The Uptown people have figured this out, and as a result there is a plan to iteratively add local streets as Uptown redevelops so that the Uptown grid becomes more fine-grained over time. It’s a splendid idea.
But the great failure of Urban Design is that we’re no longer building any more Inner Loops. We’re not platting out any new streets that can later be developed into dense, mixed-use urbanism. The area around Kirby and Westheimer was once entirely single-family residential and low-rise commercial. Now it’s got West Ave, 2727 Kirby, and who knows what else. But will the low-rise, single-family neighborhoods of today be able to support the same sort of redevelopment 30, 50, or 70 years from now? Not with the urban design we’re currently using.
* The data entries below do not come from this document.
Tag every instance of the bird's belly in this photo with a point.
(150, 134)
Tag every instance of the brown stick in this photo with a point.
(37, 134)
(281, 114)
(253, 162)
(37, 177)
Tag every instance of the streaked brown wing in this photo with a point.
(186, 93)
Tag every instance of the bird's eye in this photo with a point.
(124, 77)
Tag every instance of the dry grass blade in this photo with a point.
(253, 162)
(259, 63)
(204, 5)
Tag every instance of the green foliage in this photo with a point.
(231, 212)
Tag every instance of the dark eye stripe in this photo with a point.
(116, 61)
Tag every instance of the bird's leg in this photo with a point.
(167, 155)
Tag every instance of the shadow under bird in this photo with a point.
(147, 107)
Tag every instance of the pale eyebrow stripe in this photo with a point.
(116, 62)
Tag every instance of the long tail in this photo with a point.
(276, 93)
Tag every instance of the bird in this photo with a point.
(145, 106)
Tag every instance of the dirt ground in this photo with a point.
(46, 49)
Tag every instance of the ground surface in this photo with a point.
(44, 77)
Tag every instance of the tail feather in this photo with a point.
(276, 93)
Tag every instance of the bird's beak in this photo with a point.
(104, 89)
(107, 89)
And that’s a problem, because it means that an element of our prosperity – a small one perhaps, but still statistically significant – is not sustainable.
We need to be building neighborhoods now that are immediately livable, but also provide the building blocks for future densification. We’re not. This is a problem.






2 responses so far ↓
Worthy Reading | neoHOUSTON // June 17, 2009 at 4:33 pm
[...] first is a great post from Keep Houston Houston (thanks to Mike Snyder for pointing this one out to me). In it, KHH explains very clearly one of [...]
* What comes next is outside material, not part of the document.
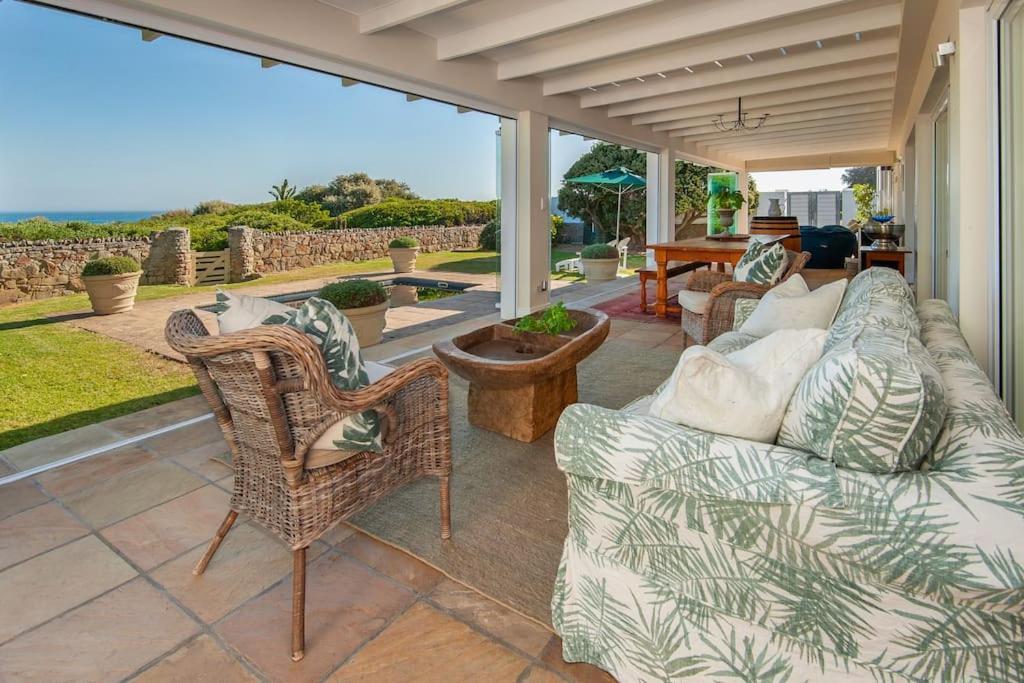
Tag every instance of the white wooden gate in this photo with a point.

Jessie M // June 23, 2009 at 8:10 pm
Awesome entry. However, do the suburbs need this grid? I wish they did, but do they need it?
With so much infill possibilities, inner 610 has years to grow into it’s own.
Plus, with so much undeveloped land south of Houston, there’s room to “plan” by placing more street grid down there.
I do not think you were saying so, but Houston is not doomed.